As an outdoor educator, one who really does know a thing or two about gathering wood and starting fires, running wilderness programs, tying knots, building emergency shelters and sleeping in snow caves-I can say that really? Those skills matter very little when it comes to surviving a long winter in Vermont.
It's not about keeping the heat up, or even on. It's not about paying propane bills, purchasing yet another electric heater, finding and using a blow dryer to thaw out pipes, pouring hot water into all the sink drains, tubs and showers. It's not even about keeping a woolen Army blanket in your car, a lighter, a sleeping bag, food and extra water.

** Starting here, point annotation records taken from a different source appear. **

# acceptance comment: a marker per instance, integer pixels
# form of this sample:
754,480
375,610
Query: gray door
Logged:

Not about keeping your car as full of gas as possible, having new snow tires, but keeping your vehicle turned around in your driveway to face the South, scraping snow and ice from every glass surface before daring to get into a frozen vehicle.
It's much more complicated than that; it's about mental survival.
It's about making yourself crawl out of a warm bed and being able to see your breath vapors...taking your showers in the evening because it's just too damned cold in the morning and not kidding yourself into thinking about turning up the heat on work-day mornings; you are just going to be at home one waking hour today, anyway.
It's about not allowing the defeatist weather channel and the two weather phone apps you follow to turn your frozen brain into mush. And if you know what's good for you, you had better not listen to your co-workers talk about the weather more than 15 or 20 times a day. Learning to spend hour upon hour alone in your little office, back turned to the window and the street. You need to learn to see every single teeny tiny speck of hope as a harbinger of spring--the sun that peeks through the gray haze one hour a month in December, the temperature difference between night and day in January, the short and dark month of February with Valentines' Day smack dab in the middle of it.
Yes, dress in layers (lest you perish), but have a little style! A fluffy down street-length coat with a hood can be accented with a nice, jaunty cashmere scarf. And everything you OWN need not be black. Your mood need not be either. Some people grow plants over the winter, religiously watering them and talking to them as if they are pets. Others do "family game nights" and order out pizza. They make every day special...living in their own quiet hazes of reality, humming little tunes, imagining what their gardens will look like come spring. Some folks even get together with friends in writing groups, book clubs or bowling leagues...anything to stave off the dread of yet another short day of sub-zero terror.
Surviving winter in Vermont is really only partially about not freezing to death.